Practical tips for avoiding violations
Systematically implement KYC: Document how you identify and verify customers and beneficial owners. Establish internal guidelines for particularly high-risk customers (e.g., PEPs, high-risk countries).
Monitor transactions: Set up controls (e.g., threshold monitoring, pattern recognition). Unusual clusters or changes in transaction patterns should trigger a review.
Documentation: Create meaningful files on clarifications. Each step (e.g., source verification, fund origin, contract documents) should be recorded in a traceable manner.
Good justifications reduce liability risks.
Reporting in case of doubt: If you have serious doubts, do not hesitate to send a suspicious activity report to MROS. Even in unclear cases, reporting protects you from liability risks (the law refers to “good faith” when reporting). If in doubt, give priority to ensuring legality.
Training and compliance culture: Train your employees regularly on AML regulations, awareness of warning signs (e.g., unusual cash requests), and procedures for reporting suspicious activity. Compliance must not be just a matter for senior management: everyone must be able to recognize and report suspicious activity.
Seek legal advice at an early stage: In the case of complex transactions or suspicious circumstances (e.g., cross-border trust structures), consulting an AML legal advisor can help to define boundaries and fulfill obligations correctly.
Defense strategies
Courts require strict criteria to be met before a conviction can be handed down. In practice, the following approaches can be taken based on possible defense positions:
No predicate offense: If there is no predicate offense corresponding to the act (e.g., only administrative offenses or money from a permissible transaction), intent to commit a crime cannot be assumed.
No knowledge (subjective element): The defendant must have known that the money was criminal (or at least be prepared for this possibility). If they did not know this, there is no intent.
Permitted conduct: Not every transaction involving prohibited assets is punishable. For example, simple financial market transactions or legal acts do not fall under Art. 305bis as long as they are legal or purely civil in nature. (The Federal Supreme Court emphasizes that investment transactions are not in themselves money laundering as long as they do not have a specific deceptive character.)
No sufficient connection: Even if criminal funds are involved, an offense may be denied due to a lack of adequate causality. This is the case, for example, if an intermediate step (e.g., the purchase of a public bond) constitutes a completely independent transaction.

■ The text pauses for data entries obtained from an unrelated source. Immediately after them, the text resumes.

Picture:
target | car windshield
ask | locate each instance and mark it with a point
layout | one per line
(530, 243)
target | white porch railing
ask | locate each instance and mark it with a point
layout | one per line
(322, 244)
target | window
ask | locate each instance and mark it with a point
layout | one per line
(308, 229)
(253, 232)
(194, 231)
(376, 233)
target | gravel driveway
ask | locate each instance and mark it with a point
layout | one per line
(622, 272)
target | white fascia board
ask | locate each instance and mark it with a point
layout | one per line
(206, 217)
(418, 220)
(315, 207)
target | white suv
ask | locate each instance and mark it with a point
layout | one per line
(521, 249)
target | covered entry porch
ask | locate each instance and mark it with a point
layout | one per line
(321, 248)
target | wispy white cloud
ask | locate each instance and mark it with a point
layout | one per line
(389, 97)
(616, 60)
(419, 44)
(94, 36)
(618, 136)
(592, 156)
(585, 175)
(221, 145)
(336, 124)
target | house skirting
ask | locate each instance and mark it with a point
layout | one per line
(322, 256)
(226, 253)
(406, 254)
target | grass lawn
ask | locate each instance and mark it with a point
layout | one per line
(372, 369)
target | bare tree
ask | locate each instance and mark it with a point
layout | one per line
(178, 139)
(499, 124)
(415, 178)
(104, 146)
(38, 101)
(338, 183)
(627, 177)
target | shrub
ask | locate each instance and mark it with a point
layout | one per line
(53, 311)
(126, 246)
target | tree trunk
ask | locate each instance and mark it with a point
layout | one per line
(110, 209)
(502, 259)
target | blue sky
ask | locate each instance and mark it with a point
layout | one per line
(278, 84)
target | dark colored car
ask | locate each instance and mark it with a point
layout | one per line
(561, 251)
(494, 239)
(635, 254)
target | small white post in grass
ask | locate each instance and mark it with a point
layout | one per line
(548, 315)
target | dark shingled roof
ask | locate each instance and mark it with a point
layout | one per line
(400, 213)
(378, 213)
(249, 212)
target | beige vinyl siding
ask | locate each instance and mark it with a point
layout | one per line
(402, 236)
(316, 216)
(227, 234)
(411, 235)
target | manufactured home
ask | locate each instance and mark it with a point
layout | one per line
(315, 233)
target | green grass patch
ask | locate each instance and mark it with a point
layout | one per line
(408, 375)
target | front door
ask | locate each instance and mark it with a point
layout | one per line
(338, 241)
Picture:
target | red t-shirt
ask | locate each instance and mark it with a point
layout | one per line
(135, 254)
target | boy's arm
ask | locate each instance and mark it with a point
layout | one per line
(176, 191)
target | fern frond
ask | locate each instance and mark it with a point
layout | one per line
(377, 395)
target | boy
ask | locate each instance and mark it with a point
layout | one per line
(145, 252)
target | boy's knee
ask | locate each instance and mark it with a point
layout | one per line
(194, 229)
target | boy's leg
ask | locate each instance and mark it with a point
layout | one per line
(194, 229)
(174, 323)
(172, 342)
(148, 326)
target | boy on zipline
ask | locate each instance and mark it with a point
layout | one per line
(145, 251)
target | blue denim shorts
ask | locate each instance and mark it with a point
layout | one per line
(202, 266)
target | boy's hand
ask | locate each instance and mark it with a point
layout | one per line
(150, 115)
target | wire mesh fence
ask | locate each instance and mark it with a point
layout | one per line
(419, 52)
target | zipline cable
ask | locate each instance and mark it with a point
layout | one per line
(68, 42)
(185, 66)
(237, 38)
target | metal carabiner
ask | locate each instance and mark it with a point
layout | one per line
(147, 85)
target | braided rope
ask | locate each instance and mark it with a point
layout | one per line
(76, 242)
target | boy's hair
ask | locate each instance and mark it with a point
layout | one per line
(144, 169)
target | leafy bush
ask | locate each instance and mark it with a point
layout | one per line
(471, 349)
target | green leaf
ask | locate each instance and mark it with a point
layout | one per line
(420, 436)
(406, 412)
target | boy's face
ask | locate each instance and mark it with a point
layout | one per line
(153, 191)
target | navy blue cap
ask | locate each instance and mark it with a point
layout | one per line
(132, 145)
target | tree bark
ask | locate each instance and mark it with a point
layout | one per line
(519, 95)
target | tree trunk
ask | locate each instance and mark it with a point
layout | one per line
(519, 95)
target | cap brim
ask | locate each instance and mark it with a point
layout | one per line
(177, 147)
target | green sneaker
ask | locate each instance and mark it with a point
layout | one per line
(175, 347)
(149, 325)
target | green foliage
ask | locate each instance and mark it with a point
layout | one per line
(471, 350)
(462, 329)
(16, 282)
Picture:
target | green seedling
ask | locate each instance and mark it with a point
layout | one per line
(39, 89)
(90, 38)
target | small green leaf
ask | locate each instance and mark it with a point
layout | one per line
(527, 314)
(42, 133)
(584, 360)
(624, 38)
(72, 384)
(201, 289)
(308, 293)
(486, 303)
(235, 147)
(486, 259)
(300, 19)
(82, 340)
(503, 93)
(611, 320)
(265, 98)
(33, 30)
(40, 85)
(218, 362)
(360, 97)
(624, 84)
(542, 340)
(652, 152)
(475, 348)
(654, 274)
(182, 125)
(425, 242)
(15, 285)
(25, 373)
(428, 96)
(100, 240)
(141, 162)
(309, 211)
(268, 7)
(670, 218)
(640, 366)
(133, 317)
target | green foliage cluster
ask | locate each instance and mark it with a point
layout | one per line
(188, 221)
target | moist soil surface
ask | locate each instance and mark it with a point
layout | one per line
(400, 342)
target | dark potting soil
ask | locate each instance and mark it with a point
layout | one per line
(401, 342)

Breach of duty of care without criminal offense: In the case of an accusation under Art. 305ter, it can be argued that all necessary clarifications were carried out properly or that ignorance was neither negligent nor grossly negligent. Here, it helps to present careful documentation of all compliance measures.
Ultimately, the circumstances of the individual case determine the success of these approaches. The courts examine carefully whether both objective elements of the offense and subjective intent are fulfilled. Clear accounting, conclusive process documentation, and an orderly audit process can be of decisive help to a defendant in raising doubts about the allegations.